Have you ever prepared a little garden plot, chosen just the right plants for your area, fed and watered them diligently, then had them turn yellow and pathetic?
Frustrating, I know. But don’t give up. It may be a pH thing.
Gardening is chemistry. You don’t need to be a chemist to get it right, but you do need to understand pH. In fact, I have a suspicion that soil pH issues are the reason many folks think they “don’t have a green thumb.”
What is pH?
pH stands for potential Hydrogen. There is a lot of science-y stuff behind it, but the bottom line is that pH affects your plants’ ability to absorb nutrients. So, if the pH is off, your plants cannot take in the nutrients you give them, no matter how much you fertilize. It’s like drinking through a tiny straw; try as you might, you can’t get enough.

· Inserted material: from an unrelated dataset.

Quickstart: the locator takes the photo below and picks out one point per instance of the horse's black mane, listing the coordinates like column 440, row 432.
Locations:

Hence the puny yellow streaks between the veins on the leaves of your plants. There may be food all around but they can’t get to it.
What pH do plants like?
The soil in your garden sits somewhere on a pH scale from 0 to 14. Seven is neutral. Anything less than 7 is called acid; above 7 is alkaline. Most garden plants do well between 5.5 and 7, or slightly acidic (There are exceptions. For instance, blueberries like a super acidic 4.)

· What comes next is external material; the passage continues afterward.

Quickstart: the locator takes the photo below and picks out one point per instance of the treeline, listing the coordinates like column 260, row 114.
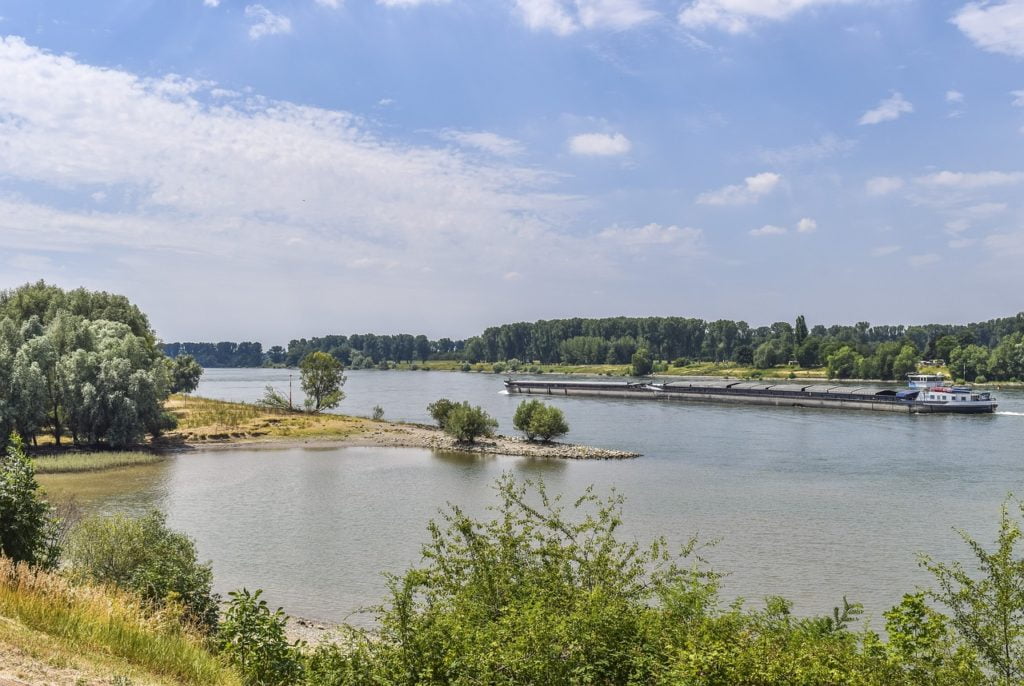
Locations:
column 989, row 349
column 226, row 353
column 85, row 366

There are a couple common enemies to optimal pH, especially in suburban settings. First is municipal, or “city,” water. Unless you are on a well (and even then sometimes), you can assume your water tends alkaline, which can move your garden up the pH scale. The other issue is that before many homes are built, the builders bring in fill dirt to level the lot. Depending on where that fill came from, it may be alkaline. Plant your garden in it and you could have pH problems.
How do I know the pH of my soil?
You can have your soil tested for nominal cost. Nearly every area in the country is served by a Land-Grant University Extension Office that exists to help you with this sort of thing. Find yours and make friends with them.
What if my pH is not where it should be?
The simplest answer is to use plants that like the pH level of your soil. However, if you want to grow tomatoes, for instance (acid lovers), in your alkaline soil, there is a remedy.
Remember limestone and sulfur. Limestone makes things more alkaline, sulfur more acid. There are powder and granule versions of each (granule is better) that can be added to your soil to adjust the pH up or down. Beware, though. These are temporary fixes and not 100% reliable. You will have to reapply regularly to keep the pH where you want it. And if your soil is way off from where you need it to grow a certain plant, it’s probably best to let it go or grow in a raised bed where you can control the conditions better. Nature will win in the end.
Right plant, right place.
You’ll hear me (and every experienced gardener) say this a million times. Have your soil tested, and then try to plant things that already like your conditions. It will save a lot of headaches. However, is you choose plants that thrive in your pH range, you’re already half way to gardening success.